The current landscape of cyber warfare involves a challenge that is similar to the Enigma problem, yet the Polish response remains as ironclad as it was before the second world war: the belief that any system of concealment is ultimately a system of logic that can be unraveled through mathematical rigor. The stone monument in Las Kabaty serves as a reminder that the most formidable defenses are not built of steel or vast servers, but of the intellectual courage to look at a machine and see an equation.

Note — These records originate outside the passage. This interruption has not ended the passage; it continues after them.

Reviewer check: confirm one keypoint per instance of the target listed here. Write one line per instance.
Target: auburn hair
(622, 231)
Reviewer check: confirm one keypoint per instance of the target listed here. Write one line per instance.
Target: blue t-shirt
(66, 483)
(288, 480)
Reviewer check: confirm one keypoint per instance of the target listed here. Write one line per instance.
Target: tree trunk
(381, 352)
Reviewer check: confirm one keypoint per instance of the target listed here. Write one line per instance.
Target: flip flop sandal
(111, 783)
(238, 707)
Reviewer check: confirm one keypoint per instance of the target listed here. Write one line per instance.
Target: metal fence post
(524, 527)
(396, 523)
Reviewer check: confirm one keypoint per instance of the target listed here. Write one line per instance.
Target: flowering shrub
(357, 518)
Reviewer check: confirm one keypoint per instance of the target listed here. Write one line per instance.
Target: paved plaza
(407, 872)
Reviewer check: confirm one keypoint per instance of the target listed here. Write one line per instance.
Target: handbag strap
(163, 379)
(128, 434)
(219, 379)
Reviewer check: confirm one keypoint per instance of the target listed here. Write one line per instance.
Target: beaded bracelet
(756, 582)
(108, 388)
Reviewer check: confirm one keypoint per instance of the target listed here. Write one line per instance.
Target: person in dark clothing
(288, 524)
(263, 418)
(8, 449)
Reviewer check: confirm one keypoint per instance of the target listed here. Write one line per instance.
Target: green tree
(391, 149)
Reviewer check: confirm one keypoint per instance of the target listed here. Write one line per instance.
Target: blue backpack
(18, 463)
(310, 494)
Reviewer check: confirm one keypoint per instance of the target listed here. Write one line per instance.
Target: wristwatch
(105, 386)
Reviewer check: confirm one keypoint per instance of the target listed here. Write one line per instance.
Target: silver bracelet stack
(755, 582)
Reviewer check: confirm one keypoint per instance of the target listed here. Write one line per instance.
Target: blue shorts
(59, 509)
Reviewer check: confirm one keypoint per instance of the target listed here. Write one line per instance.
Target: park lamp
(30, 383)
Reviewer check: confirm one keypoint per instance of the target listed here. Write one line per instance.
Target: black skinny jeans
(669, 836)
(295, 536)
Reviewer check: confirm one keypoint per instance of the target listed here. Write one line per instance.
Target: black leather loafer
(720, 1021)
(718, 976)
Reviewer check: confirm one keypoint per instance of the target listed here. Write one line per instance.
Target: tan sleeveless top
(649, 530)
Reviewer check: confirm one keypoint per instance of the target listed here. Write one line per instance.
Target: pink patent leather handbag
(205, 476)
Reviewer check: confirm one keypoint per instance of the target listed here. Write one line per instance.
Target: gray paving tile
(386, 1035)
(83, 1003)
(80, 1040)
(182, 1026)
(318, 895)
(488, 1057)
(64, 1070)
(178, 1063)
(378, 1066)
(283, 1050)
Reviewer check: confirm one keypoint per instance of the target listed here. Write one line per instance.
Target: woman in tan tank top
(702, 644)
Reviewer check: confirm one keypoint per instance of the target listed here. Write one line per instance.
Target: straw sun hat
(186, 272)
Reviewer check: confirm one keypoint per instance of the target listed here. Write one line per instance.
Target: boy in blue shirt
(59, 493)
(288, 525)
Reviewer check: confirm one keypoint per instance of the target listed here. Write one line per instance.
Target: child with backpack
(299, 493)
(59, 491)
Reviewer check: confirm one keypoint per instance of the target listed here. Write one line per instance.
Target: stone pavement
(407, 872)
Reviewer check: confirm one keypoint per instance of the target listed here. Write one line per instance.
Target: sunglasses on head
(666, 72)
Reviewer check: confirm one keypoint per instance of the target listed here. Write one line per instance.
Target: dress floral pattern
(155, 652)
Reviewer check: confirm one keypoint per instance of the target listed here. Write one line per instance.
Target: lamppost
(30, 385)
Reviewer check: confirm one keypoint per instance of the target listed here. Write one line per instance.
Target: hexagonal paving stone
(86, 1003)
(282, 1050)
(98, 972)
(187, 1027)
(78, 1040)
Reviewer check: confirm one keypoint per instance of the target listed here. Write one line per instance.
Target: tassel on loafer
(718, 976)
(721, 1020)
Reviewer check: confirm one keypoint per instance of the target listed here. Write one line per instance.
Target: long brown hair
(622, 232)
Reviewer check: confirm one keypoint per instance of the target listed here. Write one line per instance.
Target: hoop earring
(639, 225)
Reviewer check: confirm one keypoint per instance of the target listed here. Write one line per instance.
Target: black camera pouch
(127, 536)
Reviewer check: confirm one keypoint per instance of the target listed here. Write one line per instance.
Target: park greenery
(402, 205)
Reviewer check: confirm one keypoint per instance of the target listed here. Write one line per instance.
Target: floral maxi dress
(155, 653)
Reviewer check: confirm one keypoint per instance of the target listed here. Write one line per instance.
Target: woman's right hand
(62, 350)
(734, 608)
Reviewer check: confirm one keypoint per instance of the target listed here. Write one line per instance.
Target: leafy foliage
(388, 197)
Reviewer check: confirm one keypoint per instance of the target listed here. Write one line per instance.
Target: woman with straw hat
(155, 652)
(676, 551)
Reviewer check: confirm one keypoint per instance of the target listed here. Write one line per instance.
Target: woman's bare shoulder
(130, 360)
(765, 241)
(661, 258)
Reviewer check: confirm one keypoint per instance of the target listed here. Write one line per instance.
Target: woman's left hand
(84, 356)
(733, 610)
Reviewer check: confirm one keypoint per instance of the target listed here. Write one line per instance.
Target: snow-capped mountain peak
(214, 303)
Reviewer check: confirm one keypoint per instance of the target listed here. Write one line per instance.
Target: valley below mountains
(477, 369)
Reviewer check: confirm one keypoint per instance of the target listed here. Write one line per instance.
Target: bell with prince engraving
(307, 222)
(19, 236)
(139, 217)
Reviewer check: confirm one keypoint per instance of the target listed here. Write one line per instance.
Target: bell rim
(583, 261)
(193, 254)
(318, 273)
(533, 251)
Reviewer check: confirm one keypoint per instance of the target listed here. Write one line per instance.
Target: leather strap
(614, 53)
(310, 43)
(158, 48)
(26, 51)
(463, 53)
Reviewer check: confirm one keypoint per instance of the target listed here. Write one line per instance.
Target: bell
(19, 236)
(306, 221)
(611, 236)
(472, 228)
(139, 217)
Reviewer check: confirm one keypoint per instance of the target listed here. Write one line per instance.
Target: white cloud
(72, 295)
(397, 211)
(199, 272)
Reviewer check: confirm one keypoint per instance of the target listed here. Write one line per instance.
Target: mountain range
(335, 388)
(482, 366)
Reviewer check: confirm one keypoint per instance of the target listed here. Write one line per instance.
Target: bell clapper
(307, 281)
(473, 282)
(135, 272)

This continuity suggests that the greatest legacy of the Cipher Bureau was not just the messages decrypted or the years saved, but the establishment of an intellectual infrastructure that still guards the frontier of European cyber security. The three young men in the forest did more than break a code; they proved that a small, disciplined group using abstraction as a lever can shift the weight of the world. In the silent rooms where modern threats are analyzed today, their way of seeing remains the most effective tool for defending against the attacks of modern warfare.
Stay curious
Colin



Your post reminded me of the following:
The past, after all, is not just a graveyard of disasters. It is also a reservoir of hope. I have always been fascinated by those small groups of stubborn people who change the course of history. Sometimes for the worse, think of the Bolsheviks, but also, gloriously, for the better. Florence Nightingale and the nurses who pioneered evidence-based medicine. Emmeline Pankhurst and the suffragettes who won the vote for women. Norman Borlaug and the inventors whose Green Revolution saved millions from famine. What all these people had in common was a clear vision, a scalable strategy, and the unflagging persistence to pursue their goals. In the immortal words of Margaret Mead, “Never doubt that a small group of thoughtful, committed citizens can change the world. Indeed, it's the only thing that ever has.”
https://downloads.bbc.co.uk/radio4/reith2025/Reith_2_R4_2025_Transcript.pdf
The final point of this post really stayed with me. I don’t claim to understand the nature or pace of AI development, but it leaves me wondering whether our understanding of these systems is keeping up with how quickly we’re building and using them.